“Hello, world!” read one inconspicuous tweet posted on the Twitter account of Tom Oxley, founder and CEO of Synchron, a startup that develops brain-computer interfaces (BCIs), in December 2021. The tweet wasn’t written by Oxley but one of Synchron’s patients, Philip O’Keefe. O’Keefe suffers from ALS, a neurodegenerative disease that is causing him to gradually lose control of his muscles. His BCI, implanted almost two years prior, allowed him to type out the message with his mind, partially restoring his ability to communicate and interact with the world.
hello, world! Short tweet. Monumental progress.
— Thomas Oxley (@tomoxl) December 23, 2021
When BCIs pop up in the popular media, it’s often in connection to Elon Musk’s Neuralink. But Synchron may be ahead of the game in some respects. The company was founded four years earlier than its chief competitor, in 2012, has received investments from Bill Gates and Jeff Bezos, and has already launched two trials – one in Australia, another in the US. The company’s key advantage over Neuralink, which took on its first human patient earlier this year, is that its BCIs do not require brain surgery. Where Neuralink implants its interfaces directly into the cerebral cortex, Synchron implants its devices through the patient’s bloodstream, circumventing the cost and risks of physically penetrating the human skull.
In August 2020, the FDA designated Synchron’s BCI as a Breakthrough Device, acknowledging its potential to improve treatment for debilitating or life-altering conditions, and paving the way for clinical trials. So far, the results are promising. “There are 8 million people in the US living with various forms of paralysis,” Synchron’s CTO, Riki Banerjee, explained in a recent talk at EmTech 2024, a yearly conference on emerging technologies hosted by MIT. “You lose the ability to control not just your interactions with others, but also your environment – whether it’s adjusting the thermostat or ensuring home security. We see BCI as a way to restore this lost connection.”
In an interview with Freethink, Banerjee explains how Synchron’s BCI works, the tech that informed its design, and what it has been able to do for those who agreed to let the company put its invention inside their bodies.
How Synchron’s BCI works
Before joining Synchron, Banerjee spent 15 years in neuromodulation research, which involves stimulating nerve activity through electrical and chemical stimuli. Neuromodulation and – by extension – BCIs evolved from pacemaker technology that dates back to the 1950s, a time when brain implants were still the stuff of science fiction.

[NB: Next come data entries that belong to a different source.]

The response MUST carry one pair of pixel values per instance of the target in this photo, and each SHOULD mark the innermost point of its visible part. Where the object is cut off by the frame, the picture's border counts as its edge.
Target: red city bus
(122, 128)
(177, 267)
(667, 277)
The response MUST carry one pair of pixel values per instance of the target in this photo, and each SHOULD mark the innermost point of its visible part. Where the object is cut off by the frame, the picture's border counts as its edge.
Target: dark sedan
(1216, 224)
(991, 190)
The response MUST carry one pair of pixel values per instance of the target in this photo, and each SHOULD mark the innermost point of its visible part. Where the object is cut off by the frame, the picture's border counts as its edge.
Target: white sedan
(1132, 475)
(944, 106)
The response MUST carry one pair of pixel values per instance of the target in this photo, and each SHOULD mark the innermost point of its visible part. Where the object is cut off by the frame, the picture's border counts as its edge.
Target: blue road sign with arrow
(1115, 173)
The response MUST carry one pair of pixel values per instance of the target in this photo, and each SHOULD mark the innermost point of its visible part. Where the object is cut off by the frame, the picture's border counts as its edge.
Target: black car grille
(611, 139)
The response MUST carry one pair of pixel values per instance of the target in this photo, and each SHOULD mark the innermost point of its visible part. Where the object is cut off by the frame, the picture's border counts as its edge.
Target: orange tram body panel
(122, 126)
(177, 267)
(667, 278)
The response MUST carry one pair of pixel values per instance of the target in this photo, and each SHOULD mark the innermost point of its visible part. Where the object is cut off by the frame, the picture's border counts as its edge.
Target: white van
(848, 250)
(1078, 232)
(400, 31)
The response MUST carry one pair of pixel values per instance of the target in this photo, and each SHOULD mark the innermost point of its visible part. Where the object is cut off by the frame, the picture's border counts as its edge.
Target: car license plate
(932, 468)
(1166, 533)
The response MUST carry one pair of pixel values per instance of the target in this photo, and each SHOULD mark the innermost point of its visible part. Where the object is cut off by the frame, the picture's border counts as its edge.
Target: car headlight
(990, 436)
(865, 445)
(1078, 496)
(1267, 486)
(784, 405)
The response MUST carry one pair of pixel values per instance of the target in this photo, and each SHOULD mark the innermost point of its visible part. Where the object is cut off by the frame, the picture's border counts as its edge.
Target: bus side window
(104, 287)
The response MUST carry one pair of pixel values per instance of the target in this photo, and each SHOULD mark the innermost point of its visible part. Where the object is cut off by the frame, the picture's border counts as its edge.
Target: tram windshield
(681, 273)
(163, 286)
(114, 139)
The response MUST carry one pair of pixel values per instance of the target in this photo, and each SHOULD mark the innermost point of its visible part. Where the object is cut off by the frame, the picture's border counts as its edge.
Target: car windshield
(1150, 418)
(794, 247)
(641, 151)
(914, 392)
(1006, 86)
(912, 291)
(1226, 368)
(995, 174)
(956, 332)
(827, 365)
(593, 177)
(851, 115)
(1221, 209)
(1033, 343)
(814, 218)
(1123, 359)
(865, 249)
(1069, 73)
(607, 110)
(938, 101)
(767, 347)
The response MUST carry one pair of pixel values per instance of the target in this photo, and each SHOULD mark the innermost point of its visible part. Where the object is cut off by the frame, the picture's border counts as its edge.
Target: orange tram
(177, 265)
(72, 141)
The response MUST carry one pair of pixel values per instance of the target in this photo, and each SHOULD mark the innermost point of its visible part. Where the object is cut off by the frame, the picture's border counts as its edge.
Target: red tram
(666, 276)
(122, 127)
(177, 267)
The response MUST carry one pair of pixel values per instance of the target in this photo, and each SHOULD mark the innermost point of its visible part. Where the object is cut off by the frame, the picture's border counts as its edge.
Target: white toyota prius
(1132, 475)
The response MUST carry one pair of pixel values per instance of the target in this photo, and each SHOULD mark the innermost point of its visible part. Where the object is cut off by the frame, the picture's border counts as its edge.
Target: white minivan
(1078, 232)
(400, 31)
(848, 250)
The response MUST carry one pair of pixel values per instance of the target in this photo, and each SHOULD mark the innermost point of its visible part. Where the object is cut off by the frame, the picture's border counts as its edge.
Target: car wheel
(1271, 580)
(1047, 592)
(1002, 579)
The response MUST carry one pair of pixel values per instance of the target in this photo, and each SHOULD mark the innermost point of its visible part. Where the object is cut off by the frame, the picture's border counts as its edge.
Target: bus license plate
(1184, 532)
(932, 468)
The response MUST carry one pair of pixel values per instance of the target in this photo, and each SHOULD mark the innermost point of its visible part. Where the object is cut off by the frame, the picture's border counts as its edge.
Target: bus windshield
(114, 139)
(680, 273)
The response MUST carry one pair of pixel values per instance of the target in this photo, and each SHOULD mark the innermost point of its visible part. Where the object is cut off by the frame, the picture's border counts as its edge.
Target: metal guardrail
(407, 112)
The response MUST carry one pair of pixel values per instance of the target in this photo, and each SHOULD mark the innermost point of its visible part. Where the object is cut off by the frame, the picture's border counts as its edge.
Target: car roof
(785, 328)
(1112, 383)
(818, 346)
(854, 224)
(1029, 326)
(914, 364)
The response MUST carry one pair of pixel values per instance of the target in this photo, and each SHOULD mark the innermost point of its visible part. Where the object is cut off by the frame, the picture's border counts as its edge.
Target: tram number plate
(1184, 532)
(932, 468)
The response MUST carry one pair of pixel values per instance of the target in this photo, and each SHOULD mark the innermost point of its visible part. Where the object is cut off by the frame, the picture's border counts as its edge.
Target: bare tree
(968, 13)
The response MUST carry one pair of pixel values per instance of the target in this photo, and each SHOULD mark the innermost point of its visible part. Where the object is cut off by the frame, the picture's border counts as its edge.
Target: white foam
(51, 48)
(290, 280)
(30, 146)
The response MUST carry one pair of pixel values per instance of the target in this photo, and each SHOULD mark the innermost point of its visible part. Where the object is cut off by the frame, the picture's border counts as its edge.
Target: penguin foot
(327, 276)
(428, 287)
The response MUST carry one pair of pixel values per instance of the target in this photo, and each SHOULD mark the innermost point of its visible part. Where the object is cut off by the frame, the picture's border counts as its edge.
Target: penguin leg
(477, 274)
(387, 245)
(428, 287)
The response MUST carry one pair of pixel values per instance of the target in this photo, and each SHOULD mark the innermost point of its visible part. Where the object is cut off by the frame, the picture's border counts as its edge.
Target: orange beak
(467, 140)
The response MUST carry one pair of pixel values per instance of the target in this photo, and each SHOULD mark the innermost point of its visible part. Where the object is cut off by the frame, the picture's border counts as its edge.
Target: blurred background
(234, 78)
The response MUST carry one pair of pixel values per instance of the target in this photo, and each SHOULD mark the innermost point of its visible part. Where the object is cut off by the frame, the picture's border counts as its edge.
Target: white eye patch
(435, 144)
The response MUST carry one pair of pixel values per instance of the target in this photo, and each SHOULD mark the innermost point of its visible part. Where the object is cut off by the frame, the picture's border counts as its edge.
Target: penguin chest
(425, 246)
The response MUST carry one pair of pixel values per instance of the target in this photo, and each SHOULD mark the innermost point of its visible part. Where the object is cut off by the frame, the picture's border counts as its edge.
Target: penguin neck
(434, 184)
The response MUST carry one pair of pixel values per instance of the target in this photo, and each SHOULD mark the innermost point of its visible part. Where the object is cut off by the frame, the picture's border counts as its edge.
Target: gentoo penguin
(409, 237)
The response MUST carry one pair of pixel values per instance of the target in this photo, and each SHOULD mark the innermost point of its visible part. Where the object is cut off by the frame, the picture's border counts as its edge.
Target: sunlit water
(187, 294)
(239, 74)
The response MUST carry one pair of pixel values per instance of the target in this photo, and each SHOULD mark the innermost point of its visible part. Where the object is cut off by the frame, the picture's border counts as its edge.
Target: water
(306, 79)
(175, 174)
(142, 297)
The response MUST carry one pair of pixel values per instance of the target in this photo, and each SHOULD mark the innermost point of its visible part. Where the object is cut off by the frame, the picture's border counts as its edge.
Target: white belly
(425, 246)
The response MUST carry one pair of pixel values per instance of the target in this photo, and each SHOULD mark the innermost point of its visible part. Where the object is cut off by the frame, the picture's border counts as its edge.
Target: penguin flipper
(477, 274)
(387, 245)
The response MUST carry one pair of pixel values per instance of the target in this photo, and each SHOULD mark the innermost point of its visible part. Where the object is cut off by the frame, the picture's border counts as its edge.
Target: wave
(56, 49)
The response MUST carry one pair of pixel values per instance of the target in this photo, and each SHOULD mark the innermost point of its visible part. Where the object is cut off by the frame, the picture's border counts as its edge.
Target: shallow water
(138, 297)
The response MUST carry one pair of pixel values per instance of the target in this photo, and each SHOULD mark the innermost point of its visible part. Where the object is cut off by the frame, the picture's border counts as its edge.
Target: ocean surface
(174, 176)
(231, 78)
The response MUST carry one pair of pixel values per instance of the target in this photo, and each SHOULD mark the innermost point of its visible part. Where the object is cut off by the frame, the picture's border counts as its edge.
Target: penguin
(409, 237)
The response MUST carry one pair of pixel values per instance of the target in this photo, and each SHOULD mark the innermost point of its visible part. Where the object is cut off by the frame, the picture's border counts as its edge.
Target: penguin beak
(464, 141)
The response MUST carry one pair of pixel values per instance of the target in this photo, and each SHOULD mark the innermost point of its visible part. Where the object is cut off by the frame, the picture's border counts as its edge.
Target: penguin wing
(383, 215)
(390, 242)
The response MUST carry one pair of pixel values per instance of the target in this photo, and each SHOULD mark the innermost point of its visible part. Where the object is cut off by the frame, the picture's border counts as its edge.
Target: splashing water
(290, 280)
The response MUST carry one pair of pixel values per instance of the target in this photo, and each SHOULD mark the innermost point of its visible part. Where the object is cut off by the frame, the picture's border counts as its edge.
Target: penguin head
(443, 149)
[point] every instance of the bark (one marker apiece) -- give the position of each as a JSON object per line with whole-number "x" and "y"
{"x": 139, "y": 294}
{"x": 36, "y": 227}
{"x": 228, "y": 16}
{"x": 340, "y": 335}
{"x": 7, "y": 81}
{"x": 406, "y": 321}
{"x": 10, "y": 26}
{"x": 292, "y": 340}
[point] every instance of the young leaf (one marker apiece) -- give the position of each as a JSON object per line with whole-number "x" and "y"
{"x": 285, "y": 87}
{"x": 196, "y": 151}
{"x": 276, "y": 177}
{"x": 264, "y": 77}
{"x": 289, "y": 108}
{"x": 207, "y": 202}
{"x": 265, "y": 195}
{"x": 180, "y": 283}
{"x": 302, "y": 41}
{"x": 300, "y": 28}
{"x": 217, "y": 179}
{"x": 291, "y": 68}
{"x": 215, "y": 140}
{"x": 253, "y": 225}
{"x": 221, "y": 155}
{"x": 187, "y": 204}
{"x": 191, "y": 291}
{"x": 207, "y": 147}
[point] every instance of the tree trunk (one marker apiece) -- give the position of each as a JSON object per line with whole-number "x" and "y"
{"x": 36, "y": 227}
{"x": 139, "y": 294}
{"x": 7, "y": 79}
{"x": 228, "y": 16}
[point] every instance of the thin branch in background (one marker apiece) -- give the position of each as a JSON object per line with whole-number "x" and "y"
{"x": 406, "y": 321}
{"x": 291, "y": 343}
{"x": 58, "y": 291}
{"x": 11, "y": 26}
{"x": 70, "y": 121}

“The field has seen significant growth over the last 5 to 10 years,” she tells Freethink over Zoom, with initial research focusing on mental disorders like OCD, depression, and insomnia before moving on to other conditions like paralysis. “Neurotech is not just about the brain,” she explains. “It involves the entire nervous system, including peripheral nerves.”
“The cranium attenuates brainwaves. This is fortunate insofar as we don’t want others to hear our thoughts, but it also complicates treatment.”
Riki Banerjee
Synchron’s decision to develop a BCI that could be delivered through a vein started from the complications of brain surgery. “Accessing the brain is a complex and often highly specialized procedure,” Banerjee says. “There are only around 1,000 to 2,000 neurosurgeons who can perform these types of surgeries, which – while they have long been approved for conditions like Parkinson’s or epilepsy – remain a barrier for many.”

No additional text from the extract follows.